A autorização para o funcionamento do comércio no dia 20 de novembro, data nacional da Consciência Negra, reacende um debate que o Brasil insiste em adiar: qual é o compromisso real das instituições com a luta contra o racismo estrutural. O feriado, instituído para lembrar Zumbi dos Palmares e reconhecer a resistência do povo negro, não é apenas um marco no calendário, mas um instrumento de memória e reparação. Nesse contexto, transformar esse dia em rotina comercial revela uma contradição que precisa ser analisada com seriedade.
O argumento utilizado pelos setores empresariais costuma girar em torno da manutenção de empregos, da necessidade de manter o fluxo econômico e de benefícios pontuais aos trabalhadores. No entanto, esse discurso perde força quando confrontado com a composição da mão de obra que sustenta o comércio brasileiro. Dados de institutos de pesquisa mostram que pessoas negras são maioria nos cargos de menor remuneração, nas jornadas mais longas e nas funções que envolvem esforço físico contínuo. São elas que, na prática, ocupam os postos que obrigatoriamente precisam estar ativos quando as portas das lojas se abrem durante os feriados.

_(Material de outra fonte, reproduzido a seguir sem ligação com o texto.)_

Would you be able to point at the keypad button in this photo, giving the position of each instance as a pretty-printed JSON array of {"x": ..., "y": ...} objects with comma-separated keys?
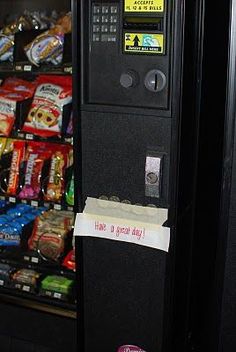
[
  {"x": 96, "y": 28},
  {"x": 105, "y": 19},
  {"x": 111, "y": 38},
  {"x": 104, "y": 37},
  {"x": 108, "y": 38},
  {"x": 105, "y": 9},
  {"x": 96, "y": 37},
  {"x": 114, "y": 9},
  {"x": 104, "y": 28},
  {"x": 113, "y": 19},
  {"x": 96, "y": 19},
  {"x": 96, "y": 9},
  {"x": 113, "y": 29}
]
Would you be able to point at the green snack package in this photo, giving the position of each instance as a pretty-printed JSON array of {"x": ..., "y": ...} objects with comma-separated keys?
[{"x": 58, "y": 284}]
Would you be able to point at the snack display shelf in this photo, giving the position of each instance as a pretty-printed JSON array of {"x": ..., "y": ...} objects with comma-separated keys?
[
  {"x": 32, "y": 137},
  {"x": 36, "y": 203},
  {"x": 40, "y": 303},
  {"x": 26, "y": 68}
]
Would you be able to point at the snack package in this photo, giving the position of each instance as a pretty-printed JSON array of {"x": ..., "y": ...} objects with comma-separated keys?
[
  {"x": 69, "y": 130},
  {"x": 3, "y": 142},
  {"x": 70, "y": 192},
  {"x": 6, "y": 47},
  {"x": 17, "y": 157},
  {"x": 9, "y": 235},
  {"x": 8, "y": 102},
  {"x": 36, "y": 154},
  {"x": 57, "y": 284},
  {"x": 49, "y": 234},
  {"x": 69, "y": 261},
  {"x": 25, "y": 277},
  {"x": 56, "y": 180},
  {"x": 5, "y": 271},
  {"x": 46, "y": 112},
  {"x": 14, "y": 84},
  {"x": 48, "y": 46},
  {"x": 7, "y": 37}
]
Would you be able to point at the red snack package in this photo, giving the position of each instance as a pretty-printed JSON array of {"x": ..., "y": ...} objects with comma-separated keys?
[
  {"x": 15, "y": 84},
  {"x": 56, "y": 181},
  {"x": 8, "y": 101},
  {"x": 45, "y": 116},
  {"x": 69, "y": 261},
  {"x": 35, "y": 160},
  {"x": 17, "y": 157}
]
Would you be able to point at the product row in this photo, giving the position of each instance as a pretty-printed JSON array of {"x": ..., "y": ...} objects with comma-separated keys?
[
  {"x": 39, "y": 171},
  {"x": 42, "y": 234},
  {"x": 31, "y": 281},
  {"x": 37, "y": 38},
  {"x": 41, "y": 107}
]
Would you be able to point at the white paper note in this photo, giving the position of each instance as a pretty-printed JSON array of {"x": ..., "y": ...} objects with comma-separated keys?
[{"x": 124, "y": 222}]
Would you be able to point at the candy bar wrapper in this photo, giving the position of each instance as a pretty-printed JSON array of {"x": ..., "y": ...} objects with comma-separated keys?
[
  {"x": 51, "y": 245},
  {"x": 47, "y": 47},
  {"x": 46, "y": 113},
  {"x": 6, "y": 47},
  {"x": 70, "y": 192},
  {"x": 35, "y": 160},
  {"x": 56, "y": 180},
  {"x": 69, "y": 261},
  {"x": 51, "y": 223},
  {"x": 8, "y": 101},
  {"x": 55, "y": 186},
  {"x": 17, "y": 157},
  {"x": 25, "y": 88}
]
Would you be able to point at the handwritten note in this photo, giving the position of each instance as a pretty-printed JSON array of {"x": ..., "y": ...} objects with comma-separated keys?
[{"x": 100, "y": 222}]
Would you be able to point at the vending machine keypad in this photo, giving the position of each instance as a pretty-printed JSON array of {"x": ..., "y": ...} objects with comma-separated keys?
[{"x": 105, "y": 20}]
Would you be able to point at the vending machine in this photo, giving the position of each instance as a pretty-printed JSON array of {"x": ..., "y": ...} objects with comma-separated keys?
[
  {"x": 214, "y": 280},
  {"x": 138, "y": 71}
]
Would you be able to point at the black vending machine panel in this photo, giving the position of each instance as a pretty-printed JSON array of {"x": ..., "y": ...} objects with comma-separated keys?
[{"x": 130, "y": 102}]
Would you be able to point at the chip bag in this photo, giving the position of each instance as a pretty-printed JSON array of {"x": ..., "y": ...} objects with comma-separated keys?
[
  {"x": 46, "y": 113},
  {"x": 17, "y": 157}
]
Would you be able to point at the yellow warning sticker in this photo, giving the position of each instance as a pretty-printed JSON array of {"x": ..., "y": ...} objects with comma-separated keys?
[
  {"x": 146, "y": 43},
  {"x": 144, "y": 5}
]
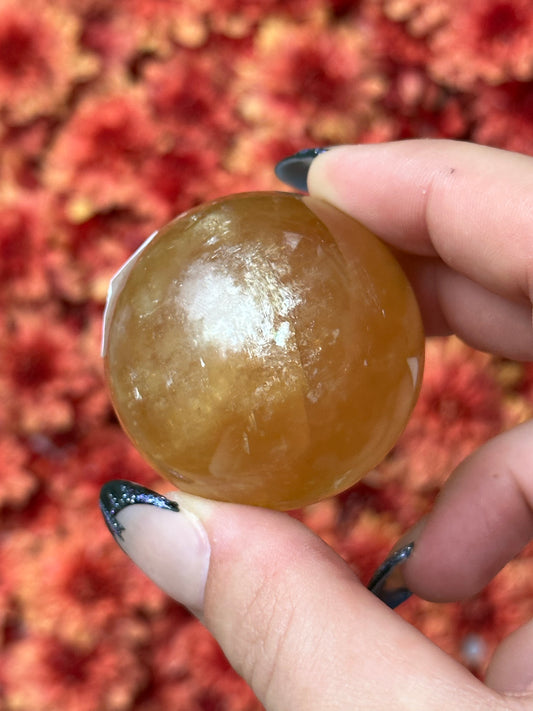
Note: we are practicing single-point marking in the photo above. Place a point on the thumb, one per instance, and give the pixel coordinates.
(288, 613)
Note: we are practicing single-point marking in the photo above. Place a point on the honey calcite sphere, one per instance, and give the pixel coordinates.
(263, 349)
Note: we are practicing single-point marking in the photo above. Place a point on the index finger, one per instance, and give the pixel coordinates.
(465, 213)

É justamente essa contradição que faz do 20 de novembro um dia sensível. O país que atua comercialmente como se fosse uma data comum é o mesmo que reconhece oficialmente a existência de desigualdades profundas e históricas. A abertura das lojas nesse dia aponta para um conflito entre narrativa e prática, entre o discurso de respeito e a manutenção de estruturas que naturalizam a hierarquia social baseada em cor e classe.
O debate não é moralista nem ideológico. Ele envolve um fato objetivo: feriados possuem finalidade social. São momentos destinados à reflexão coletiva e ao reconhecimento de valores históricos. O 7 de Setembro relembra a independência política. O 12 de Outubro é dedicado a tradições religiosas. O 1º de Janeiro marca transições institucionais. O 20 de novembro, por sua vez, deveria representar um compromisso do país com a igualdade racial. Permitir que essa data seja absorvida pela lógica do faturamento corrói o propósito do feriado e mantém invisível justamente a população cuja memória se celebra.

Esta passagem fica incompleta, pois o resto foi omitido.